教育ネットワーク情報セキュリティ推進委員会(ISEN)は2025年11月13日、学校や教育機関における個人情報漏えい事故の調査報告書を公表した。報告書によると、2024年度の事故発生件数は247件で、1件あたり平均約6,532人の個人情報が漏えいしたことがわかった。漏えい経路は「紛失・置き忘れ」などが多く、近年はアプリなどに起因する事故が急増している。
この調査は、ISENが毎年実施しているもの。学校、公的教育機関、関連組織で発生した、児童・生徒・保護者などの個人情報を含む情報の紛失・漏えい事故について、学校や自治体のWebサイト、報道発表資料、ニュースサイトで公開されている情報をもとに調査し、年度ごとに集計している。今回の報告書は第2版となり、2024年6月12日に公表した第1版に、11月1日時点までの調査結果を追加・反映した内容となっている。
2024年度(2024年4月1日~2025年3月31日)に発生した情報セキュリティ事故の集計結果によると、事故発生件数は247件で、事故1件あたり平均約6,532人の個人情報が漏えいしたことがわかった。時期別では、1月の入学試験や、業務が集中する6月の定期試験のころに事故が多く発生した。
媒体別の経路では、「紛失・置き忘れ」「誤公開」「誤送信」が全体の約8割を占めた。漏えい経路別では、前年度に続き「書類」がもっとも多く、ついで「インターネットサービス・アプリ」が続いた。

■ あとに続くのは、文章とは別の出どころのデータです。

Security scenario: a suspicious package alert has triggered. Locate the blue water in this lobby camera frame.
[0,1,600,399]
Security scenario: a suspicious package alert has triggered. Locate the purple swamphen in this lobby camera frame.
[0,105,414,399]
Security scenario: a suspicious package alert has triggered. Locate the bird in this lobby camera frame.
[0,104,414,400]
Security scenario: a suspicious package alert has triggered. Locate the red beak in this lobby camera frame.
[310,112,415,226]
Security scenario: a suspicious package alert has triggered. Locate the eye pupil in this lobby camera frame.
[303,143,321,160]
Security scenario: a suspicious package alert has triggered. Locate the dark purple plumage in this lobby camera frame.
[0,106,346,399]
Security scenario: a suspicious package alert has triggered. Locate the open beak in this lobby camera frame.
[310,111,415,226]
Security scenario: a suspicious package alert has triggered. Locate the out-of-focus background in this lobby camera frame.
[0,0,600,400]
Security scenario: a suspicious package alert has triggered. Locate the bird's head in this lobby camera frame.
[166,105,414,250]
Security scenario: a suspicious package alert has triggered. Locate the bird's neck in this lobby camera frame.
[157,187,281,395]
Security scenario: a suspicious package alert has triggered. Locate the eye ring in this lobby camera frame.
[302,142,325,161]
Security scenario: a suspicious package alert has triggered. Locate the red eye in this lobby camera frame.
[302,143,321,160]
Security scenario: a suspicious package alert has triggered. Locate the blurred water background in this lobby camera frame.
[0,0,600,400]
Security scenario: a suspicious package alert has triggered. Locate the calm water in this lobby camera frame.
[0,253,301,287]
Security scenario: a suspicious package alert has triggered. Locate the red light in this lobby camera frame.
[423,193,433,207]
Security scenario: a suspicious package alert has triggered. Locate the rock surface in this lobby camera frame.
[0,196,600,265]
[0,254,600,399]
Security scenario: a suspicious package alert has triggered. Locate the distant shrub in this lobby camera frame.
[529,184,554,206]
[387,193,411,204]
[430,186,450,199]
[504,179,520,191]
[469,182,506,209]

近年、「インターネットサービス・アプリ」に起因する事故が急増しているという。これらの事故の多くは、共有ファイルの誤設定やアクセス権の管理不足によるもので、意図せず多数の個人情報を第三者が閲覧できる状態になる事案が発生している。ISENは、今後も利用者の意識向上や運用ルールの徹底が不可欠であり、より一層の注意喚起と管理体制の強化が求められるとしている。
同報告書は、例年、全国の教職員向け情報セキュリティ研修で利用されているほか、情報処理推進機構(IPA)が発行する「情報セキュリティ白書2024」など、各団体が発行する資料にも引用されている。利用に関する詳細は、ISENのWebサイトで公開されているコンテンツ利用条件で確認できる。